Automatically applying components based on crash stacktrace and information from OWNERS files.

If this is incorrect, please apply the Test-Predator-Wrong-Components label.

 Issue 796286  has been merged into this issue.

bokan@: https://chromium.googlesource.com/chromium/src/+/00710b48b6d06931a868dc6982b0daafd8875560 appears to have caused this regression. Calling Element::focus during layout results in script being executed by a focus event handler inside a ScriptForbiddenScope.

Taking a look today.

I reverted my patch. So focus can call script which isn't allowed. Does PerformPostLayoutTasks() necessarily need to be in a ScriptForbiddenScope or is that just incidental? I suppose if we shortened the scope to not include PerformPostLayoutTasks, we'd still have the problem since we might be in a nested layout and so script would still be forbidden.

Would it make sense to queue the focus event like we do for resize just below in PerformPostLayoutTasks()?

Queuing sounds reasonable to me, but I'm not that familiar with the best practices around script invocation.

Adam & Kentaro will be able to help

yukishiino: This is hitting the check added to BeforeCallEnteredCallback. I think someone is calling V8 APIs that may invoke an arbitrary script in a script-forbidden scope. Would you mind taking a look?

My patch was setting focus from layout which can call into an onfocus event listener. I've reverted the patch so there's nothing to do for this bug but I'd like to know how to fix this so I can reland. Many other events (e.g. resize) are enqueued and then dispatched at a predictable time in the lifecycle (just before rAF?). I'm wondering if this would be appropriate to do for onfocus as well?

ClusterFuzz has detected this issue as fixed in range 525740:525777.

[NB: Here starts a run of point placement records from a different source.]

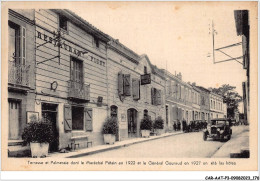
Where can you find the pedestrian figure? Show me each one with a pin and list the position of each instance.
(174, 126)
(184, 125)
(179, 125)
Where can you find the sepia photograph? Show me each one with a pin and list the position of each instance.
(100, 82)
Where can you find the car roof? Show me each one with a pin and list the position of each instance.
(220, 119)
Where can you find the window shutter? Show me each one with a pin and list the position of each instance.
(23, 45)
(67, 118)
(127, 85)
(179, 114)
(158, 97)
(120, 83)
(152, 96)
(175, 113)
(88, 119)
(136, 89)
(169, 88)
(129, 122)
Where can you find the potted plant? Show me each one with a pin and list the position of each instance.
(158, 125)
(146, 126)
(38, 134)
(110, 129)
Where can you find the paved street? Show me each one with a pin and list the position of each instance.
(188, 145)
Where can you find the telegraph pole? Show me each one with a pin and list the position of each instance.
(213, 42)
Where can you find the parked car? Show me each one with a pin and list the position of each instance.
(219, 128)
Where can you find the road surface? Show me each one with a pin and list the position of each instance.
(186, 145)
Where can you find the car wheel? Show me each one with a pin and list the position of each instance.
(229, 136)
(222, 138)
(205, 135)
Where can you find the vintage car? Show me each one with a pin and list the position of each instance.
(218, 129)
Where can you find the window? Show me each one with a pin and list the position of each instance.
(113, 110)
(145, 70)
(63, 22)
(76, 70)
(14, 119)
(14, 42)
(167, 116)
(96, 42)
(145, 113)
(77, 118)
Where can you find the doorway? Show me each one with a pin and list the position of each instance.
(77, 118)
(14, 119)
(49, 113)
(132, 123)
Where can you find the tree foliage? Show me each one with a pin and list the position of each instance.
(230, 97)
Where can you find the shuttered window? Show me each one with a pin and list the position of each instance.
(127, 85)
(175, 113)
(158, 97)
(67, 118)
(16, 47)
(76, 70)
(120, 83)
(153, 96)
(136, 89)
(88, 114)
(23, 39)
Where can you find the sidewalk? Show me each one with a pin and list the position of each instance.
(102, 148)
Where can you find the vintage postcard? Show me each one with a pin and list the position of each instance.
(129, 86)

Detailed report: https://clusterfuzz.com/testcase?key=4645869646512128

Fuzzer: ochang_domfuzzer
Job Type: linux_asan_chrome_v8_arm
Platform Id: linux

Crash Type: CHECK failure
Crash Address: 
Crash State:
  !ScriptForbiddenScope::IsScriptForbidden() in V8PerIsolateData.cpp
  [vdso]
  blink::BeforeCallEnteredCallback
  
Sanitizer: address (ASAN)

Regressed: https://clusterfuzz.com/revisions?job=linux_asan_chrome_v8_arm&range=524891:524927
Fixed: https://clusterfuzz.com/revisions?job=linux_asan_chrome_v8_arm&range=525740:525777

Reproducer Testcase: https://clusterfuzz.com/download?testcase_id=4645869646512128

See https://github.com/google/clusterfuzz-tools for more information.

If you suspect that the result above is incorrect, try re-doing that job on the test case report page.

ClusterFuzz testcase 4645869646512128 is verified as fixed, so closing issue as verified.

If this is incorrect, please add ClusterFuzz-Wrong label and re-open the issue.

Re: #c12

+cc: haraken@ and tzik@

I think it's good to enqueue an onfocus event inside layout and to dispatch the onfocus event outside layout.  But I'm not an expert of task scheduling.

haraken@ and tzik@, do you have any concerns?

We should ask layout experts but in general it's wrong to dispatch an event while layout is on-going (because the dispatched event may trigger any arbitrary script). It makes sense to me to enqueue events that happen during layout.

@17: It is wrong to dispatch during layout, but I am not so sure about PerformPostLayoutTasks as the layout be finished by then...

@bokan: Do you have any idea why clusterfuzz marked this bug fixed?

Yes, I reverted the patch in  issue 795381 

I also wondered if maybe we could just reduce the scope of the script forbidden section to end before performing post layout tasks.